The Challenge
Despite being the leading shopping list app, we identified a friction point: the manual effort of digitizing recipes from cookbooks or handwritten notes. User feedback and support tickets pointed toward a need for a “faster way to add items.”
The goal was to build a low-cost, high-impact AI prototype to test user appetite for LLM-integrated features and to “warm up” our technical stack for AI implementation.
My Strategy & Actions: A Methodological Shift
As the Lead PM, I architected a product framework designed to bridge the gap between high-risk AI experimentation and scalable delivery:
- Introducing Shape Up Methodology: To foster the creativity required for AI, I moved the team away from rigid sprints toward a Shape Up-inspired framework. This allowed for better “appetite” setting and gave the team the autonomy to voice creative solutions regardless of their domain.
- Iterative Feedback Loop: Instead of waiting for a final release, I collected structured internal feedback through surveys and interviews after every milestone, ensuring the LLM’s behavior aligned with our brand voice.
- Mitigating AI Hallucinations: To manage the inherent uncertainty of LLM outputs, I designed a Three-Mode Logic to set proper user expectations:
- Recognition Mode: High-precision extraction of ingredients from recipes.
- Suggestion Mode: Analyzing a photo of a shopping cart to suggest missing staples.
- Inspiration Mode: A creative “vibe-check” that generates recipes based on the mood of a photo (e.g., a forest photo suggesting “wild mushroom risotto”).
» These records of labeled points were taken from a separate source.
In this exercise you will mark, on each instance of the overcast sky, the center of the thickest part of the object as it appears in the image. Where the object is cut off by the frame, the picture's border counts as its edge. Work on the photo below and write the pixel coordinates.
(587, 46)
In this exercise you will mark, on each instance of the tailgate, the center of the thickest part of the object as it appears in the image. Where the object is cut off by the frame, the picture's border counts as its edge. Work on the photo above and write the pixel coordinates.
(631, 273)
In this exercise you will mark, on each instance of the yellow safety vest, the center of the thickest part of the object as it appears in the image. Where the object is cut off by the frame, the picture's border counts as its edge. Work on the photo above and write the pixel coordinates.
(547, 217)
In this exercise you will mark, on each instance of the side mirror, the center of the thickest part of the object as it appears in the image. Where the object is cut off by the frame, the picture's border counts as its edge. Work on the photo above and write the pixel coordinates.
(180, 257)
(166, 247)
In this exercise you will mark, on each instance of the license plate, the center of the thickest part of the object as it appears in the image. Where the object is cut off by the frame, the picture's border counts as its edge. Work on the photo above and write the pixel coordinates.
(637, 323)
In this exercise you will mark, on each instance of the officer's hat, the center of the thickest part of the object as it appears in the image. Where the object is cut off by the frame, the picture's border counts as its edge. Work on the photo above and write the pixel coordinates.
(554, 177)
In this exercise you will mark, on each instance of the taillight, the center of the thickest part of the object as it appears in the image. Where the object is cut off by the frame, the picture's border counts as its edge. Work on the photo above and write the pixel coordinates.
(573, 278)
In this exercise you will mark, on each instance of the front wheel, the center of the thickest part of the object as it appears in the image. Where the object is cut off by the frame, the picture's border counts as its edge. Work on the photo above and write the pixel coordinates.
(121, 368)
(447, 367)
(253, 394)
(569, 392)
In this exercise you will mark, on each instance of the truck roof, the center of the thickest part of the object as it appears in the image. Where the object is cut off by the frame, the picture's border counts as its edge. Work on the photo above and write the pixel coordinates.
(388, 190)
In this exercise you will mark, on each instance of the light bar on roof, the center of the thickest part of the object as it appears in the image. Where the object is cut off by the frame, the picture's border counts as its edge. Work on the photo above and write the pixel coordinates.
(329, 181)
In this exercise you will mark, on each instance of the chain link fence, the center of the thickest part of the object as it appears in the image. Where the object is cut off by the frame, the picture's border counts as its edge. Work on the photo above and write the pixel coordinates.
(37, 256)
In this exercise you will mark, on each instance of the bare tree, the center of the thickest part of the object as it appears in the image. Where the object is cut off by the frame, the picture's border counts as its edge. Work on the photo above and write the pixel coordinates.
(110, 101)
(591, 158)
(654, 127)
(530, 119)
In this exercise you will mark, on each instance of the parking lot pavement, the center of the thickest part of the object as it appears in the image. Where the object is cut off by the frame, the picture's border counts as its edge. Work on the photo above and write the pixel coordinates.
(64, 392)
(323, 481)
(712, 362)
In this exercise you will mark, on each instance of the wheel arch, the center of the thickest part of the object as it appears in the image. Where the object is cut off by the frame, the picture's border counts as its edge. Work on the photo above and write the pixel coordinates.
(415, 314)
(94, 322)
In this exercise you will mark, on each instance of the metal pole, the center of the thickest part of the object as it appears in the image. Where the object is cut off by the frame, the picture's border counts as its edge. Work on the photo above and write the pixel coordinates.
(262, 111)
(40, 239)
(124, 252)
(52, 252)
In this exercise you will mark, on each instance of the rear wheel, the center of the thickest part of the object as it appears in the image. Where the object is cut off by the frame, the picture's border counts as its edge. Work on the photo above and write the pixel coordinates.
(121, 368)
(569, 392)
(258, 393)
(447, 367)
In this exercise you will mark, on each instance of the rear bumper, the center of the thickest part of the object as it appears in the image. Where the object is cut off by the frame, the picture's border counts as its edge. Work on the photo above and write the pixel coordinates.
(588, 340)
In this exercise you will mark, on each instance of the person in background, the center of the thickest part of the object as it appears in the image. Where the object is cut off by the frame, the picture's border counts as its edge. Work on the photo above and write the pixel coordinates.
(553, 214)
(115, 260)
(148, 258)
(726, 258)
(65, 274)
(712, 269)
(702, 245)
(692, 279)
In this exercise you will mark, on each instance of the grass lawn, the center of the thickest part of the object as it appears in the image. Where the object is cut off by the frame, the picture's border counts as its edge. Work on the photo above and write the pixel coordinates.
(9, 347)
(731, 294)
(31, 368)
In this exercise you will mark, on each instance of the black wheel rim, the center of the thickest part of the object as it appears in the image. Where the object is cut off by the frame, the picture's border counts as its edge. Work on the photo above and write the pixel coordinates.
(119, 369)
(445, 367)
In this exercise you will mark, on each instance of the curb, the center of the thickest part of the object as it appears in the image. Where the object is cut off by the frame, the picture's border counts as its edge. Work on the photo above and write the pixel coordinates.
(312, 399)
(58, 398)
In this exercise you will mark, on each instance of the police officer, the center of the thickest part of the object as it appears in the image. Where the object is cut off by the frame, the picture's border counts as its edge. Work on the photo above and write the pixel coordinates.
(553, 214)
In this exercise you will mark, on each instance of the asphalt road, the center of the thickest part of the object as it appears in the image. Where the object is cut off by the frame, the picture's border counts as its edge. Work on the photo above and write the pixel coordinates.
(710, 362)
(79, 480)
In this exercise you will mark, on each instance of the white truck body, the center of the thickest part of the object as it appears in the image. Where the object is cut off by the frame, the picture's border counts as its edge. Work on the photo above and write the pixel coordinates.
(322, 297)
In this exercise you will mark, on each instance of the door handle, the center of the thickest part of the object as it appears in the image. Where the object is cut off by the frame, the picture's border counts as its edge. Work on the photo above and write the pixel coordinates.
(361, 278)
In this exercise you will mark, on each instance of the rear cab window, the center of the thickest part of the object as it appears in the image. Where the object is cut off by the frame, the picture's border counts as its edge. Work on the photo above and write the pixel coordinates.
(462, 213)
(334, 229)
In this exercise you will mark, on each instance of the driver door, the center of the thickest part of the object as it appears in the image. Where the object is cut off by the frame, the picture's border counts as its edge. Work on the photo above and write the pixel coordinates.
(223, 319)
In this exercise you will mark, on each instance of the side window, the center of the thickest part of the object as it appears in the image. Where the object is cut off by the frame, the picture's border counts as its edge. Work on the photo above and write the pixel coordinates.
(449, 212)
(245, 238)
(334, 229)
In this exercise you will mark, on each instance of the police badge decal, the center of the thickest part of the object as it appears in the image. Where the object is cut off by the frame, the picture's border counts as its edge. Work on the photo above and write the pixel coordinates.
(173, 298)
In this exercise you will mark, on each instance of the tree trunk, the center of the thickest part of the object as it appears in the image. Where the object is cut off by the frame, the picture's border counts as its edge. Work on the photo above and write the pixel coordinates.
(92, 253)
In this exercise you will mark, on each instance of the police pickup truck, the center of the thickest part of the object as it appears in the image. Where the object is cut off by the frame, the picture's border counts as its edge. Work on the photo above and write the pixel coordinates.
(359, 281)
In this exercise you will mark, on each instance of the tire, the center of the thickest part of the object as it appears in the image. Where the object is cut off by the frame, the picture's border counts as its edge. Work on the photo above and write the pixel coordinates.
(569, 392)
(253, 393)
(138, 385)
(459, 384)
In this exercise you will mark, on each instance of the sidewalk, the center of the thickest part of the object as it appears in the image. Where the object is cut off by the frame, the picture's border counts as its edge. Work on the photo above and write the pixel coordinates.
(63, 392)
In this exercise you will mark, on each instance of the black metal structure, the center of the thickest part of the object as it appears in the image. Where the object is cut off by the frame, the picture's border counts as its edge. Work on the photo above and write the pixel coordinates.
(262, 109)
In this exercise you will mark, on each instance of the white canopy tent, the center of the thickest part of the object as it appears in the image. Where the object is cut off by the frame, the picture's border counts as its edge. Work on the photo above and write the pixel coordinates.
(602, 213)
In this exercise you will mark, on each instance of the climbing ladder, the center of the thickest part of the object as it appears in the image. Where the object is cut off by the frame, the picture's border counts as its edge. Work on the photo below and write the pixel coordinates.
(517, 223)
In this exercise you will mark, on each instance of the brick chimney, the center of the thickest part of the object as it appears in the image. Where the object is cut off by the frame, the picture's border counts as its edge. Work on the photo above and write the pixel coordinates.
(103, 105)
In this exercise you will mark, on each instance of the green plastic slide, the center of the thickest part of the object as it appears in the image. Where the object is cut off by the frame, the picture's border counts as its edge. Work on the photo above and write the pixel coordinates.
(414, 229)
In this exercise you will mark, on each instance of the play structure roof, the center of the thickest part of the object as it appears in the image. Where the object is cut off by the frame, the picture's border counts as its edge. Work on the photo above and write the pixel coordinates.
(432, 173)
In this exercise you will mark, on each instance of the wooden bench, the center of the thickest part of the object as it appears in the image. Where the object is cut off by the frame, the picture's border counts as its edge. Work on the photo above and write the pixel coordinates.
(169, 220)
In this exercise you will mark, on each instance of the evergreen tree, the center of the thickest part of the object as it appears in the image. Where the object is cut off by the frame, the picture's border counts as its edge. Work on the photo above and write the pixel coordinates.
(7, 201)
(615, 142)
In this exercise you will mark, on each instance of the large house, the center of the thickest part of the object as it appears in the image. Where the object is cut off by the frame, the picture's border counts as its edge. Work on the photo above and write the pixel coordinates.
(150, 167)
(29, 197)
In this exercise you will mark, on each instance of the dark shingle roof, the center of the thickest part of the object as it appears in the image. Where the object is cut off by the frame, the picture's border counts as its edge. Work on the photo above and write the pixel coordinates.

The Results: Lessons in Product-Market Fit
The project delivered significant value, although the user data provided a reality check:
- Process Success: The Shape Up approach was so effective that it was adopted as the standard for other exploratory projects, improving cross-departmental collaboration and development velocity.
- Technical Readiness: We successfully integrated LLMs into our stack, establishing a blueprint for all future AI-driven features in the Listonic ecosystem.
- User Sentiments: While the feature remained a niche tool (used by <5% of the user base), the qualitative feedback was strong. 75% of active users rated the feature as “highly useful,” proving the solution worked well for its specific target group.
- Data-Driven Pivots: The project taught us that AI features need stronger UI/marketing exposure and broader pre-development validation. These insights are now the foundation for our upcoming AI roadmap.
Summary
AI Vision was a strategic success in risk management and R&D. We validated a niche problem, learned the nuances of LLM integration, and revolutionized our internal development culture. It proved that sometimes, the most valuable outcome of a feature is the institutional knowledge and operational efficiency it leaves behind.